There can be no democracy without a free and independent press. Can there be a more familiar argument to Americans? We readily apply this dictum to ourselves and to Europe. But does it extend to the "emerging" world? Mexico is an ideal test case.

Until the late 1980s, Mexico was known, in the words of Mario Vargas Ilosa, as "the perfect dictatorship." The press was controlled in myriad ways by the Partido Revolucionario Institucional (pri), the all powerful "official" party that traced its origins to Mexico's revolution of 1910. Control of the print media was exercised in visible and invisible ways. Perhaps the crudest way was control over the newsprint supply. If a newspaper were too critical of the administration, it would find itself without paper to feed into the presses. A second weapon was the placement of government advertisements, which often represented a crucial revenue source. When all else failed, the government resorted to assassination (by hired gunmen) of editors or reporters. More subtle were the reciprocal relationships that press moguls maintained with government ministries.
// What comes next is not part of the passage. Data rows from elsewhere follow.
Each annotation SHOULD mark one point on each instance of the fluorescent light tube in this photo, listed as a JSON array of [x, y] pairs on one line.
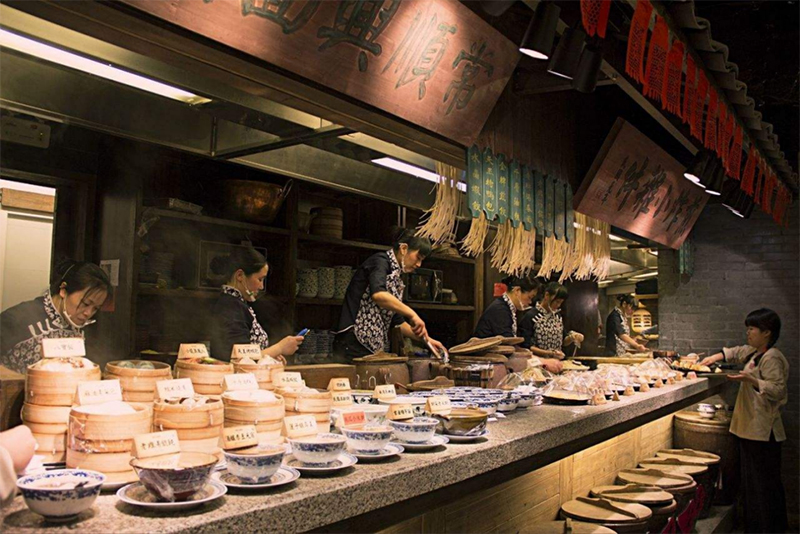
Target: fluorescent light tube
[[40, 50]]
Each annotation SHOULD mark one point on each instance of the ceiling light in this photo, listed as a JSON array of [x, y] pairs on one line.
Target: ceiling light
[[40, 50], [541, 32]]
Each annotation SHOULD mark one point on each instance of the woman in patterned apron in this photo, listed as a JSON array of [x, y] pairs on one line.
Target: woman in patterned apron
[[78, 291], [618, 330], [373, 302], [234, 321]]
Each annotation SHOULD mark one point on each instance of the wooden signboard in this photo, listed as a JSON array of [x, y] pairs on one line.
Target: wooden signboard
[[434, 63], [635, 185]]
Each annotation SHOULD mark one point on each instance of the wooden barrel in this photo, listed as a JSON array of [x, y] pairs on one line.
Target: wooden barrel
[[206, 379], [138, 385], [56, 388], [691, 431]]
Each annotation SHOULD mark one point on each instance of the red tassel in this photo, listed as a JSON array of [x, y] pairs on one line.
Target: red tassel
[[691, 86], [656, 60], [711, 120], [595, 16], [637, 38], [671, 96]]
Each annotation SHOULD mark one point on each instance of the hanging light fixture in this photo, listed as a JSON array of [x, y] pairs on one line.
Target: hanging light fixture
[[541, 32], [567, 55]]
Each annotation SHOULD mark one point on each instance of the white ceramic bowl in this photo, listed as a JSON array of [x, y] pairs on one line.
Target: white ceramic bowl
[[44, 497], [321, 449]]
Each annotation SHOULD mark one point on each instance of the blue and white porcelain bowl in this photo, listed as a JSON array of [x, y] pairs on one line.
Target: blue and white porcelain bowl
[[255, 465], [368, 439], [417, 430], [55, 496], [321, 449]]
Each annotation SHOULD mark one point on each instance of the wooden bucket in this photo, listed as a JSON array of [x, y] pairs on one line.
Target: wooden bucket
[[56, 388], [138, 385]]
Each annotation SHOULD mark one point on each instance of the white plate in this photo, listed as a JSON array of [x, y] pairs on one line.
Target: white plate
[[137, 495], [344, 461], [467, 439], [284, 475], [437, 441], [392, 449]]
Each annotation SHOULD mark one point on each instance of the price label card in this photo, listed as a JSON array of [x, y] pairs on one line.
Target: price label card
[[63, 347], [251, 351], [339, 384], [342, 398], [385, 392], [181, 388], [238, 437], [99, 391], [438, 404], [156, 444], [400, 412], [192, 350], [297, 426], [240, 382]]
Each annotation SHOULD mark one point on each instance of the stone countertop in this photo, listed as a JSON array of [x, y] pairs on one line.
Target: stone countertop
[[311, 503]]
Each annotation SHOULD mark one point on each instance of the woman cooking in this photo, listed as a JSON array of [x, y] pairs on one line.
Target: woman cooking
[[618, 331], [234, 321], [500, 318], [78, 291], [757, 420], [543, 328], [373, 302]]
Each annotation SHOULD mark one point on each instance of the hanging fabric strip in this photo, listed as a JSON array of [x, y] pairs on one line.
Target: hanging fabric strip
[[595, 16], [711, 120], [656, 60], [671, 95], [691, 86], [637, 39]]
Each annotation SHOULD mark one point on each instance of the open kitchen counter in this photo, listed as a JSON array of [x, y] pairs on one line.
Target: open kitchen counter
[[375, 496]]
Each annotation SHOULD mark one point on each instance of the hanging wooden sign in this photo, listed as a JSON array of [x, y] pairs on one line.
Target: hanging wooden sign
[[635, 185], [434, 63]]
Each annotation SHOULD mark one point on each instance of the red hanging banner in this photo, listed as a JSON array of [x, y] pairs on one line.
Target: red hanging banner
[[637, 39], [595, 16], [656, 60]]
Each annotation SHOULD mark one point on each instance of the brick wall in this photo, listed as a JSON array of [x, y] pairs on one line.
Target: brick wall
[[740, 265]]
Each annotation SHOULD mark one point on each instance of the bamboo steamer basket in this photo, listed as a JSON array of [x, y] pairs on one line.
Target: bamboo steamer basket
[[138, 385], [56, 388], [206, 379]]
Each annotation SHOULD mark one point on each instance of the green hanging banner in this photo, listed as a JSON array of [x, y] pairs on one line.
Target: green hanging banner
[[515, 193], [489, 184], [474, 181], [502, 189], [527, 198]]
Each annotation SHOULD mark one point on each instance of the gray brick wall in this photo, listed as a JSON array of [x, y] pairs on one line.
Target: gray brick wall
[[740, 265]]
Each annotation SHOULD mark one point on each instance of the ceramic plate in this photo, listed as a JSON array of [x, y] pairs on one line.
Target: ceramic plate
[[344, 461], [437, 441], [392, 449], [137, 495], [285, 475]]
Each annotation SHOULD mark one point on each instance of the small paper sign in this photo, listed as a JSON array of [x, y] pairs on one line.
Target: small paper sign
[[438, 404], [240, 382], [400, 412], [192, 350], [385, 392], [63, 347], [156, 444], [99, 391], [342, 398], [251, 351], [238, 437], [297, 426], [181, 388], [339, 384]]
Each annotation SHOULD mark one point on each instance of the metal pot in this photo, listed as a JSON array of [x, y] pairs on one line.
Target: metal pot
[[255, 202]]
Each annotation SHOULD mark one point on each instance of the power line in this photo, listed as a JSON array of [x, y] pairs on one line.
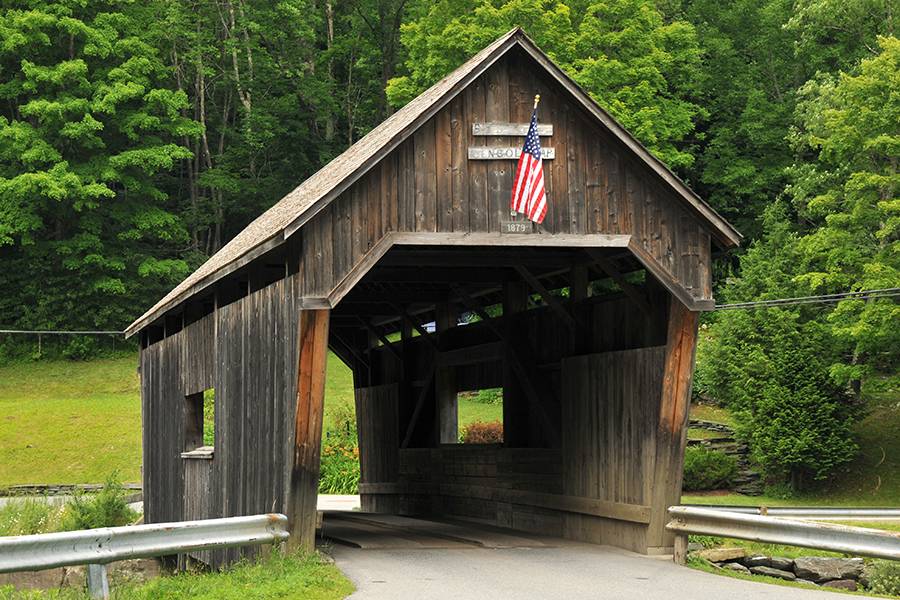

Control of the broadest media was no less direct. Television was crucial. Televisa, the dominant network, religiously followed government dictates. On the day when a newly founded competing network (which threatened to be independent) began transmitting, Televisa jammed its signal.

Only gradually, during the 1990s, did the government grip loosen aspart and parcel of the decline of pri power that resulted in the 2000 election of Vincent de Fox, the first non-pri president in sixty years. [End Page 494] The press, both print and media, undoubtedly played a key role in this process.

What does this excellent monograph tell us generally about the role of the press in democratization? The author takes care not to claim that this role is determining. On the contrary, the gradual liberation of the Mexican press was only one among a bevy of factors that led to the end of the pri's seven-decade stronghold on power. But Lawson does describe the burst of creativity that Mexican journalists demonstrated when they gained their freedom. This development greatly contributed to the enrichment of Mexican public culture as democratic pluralism made its inroads.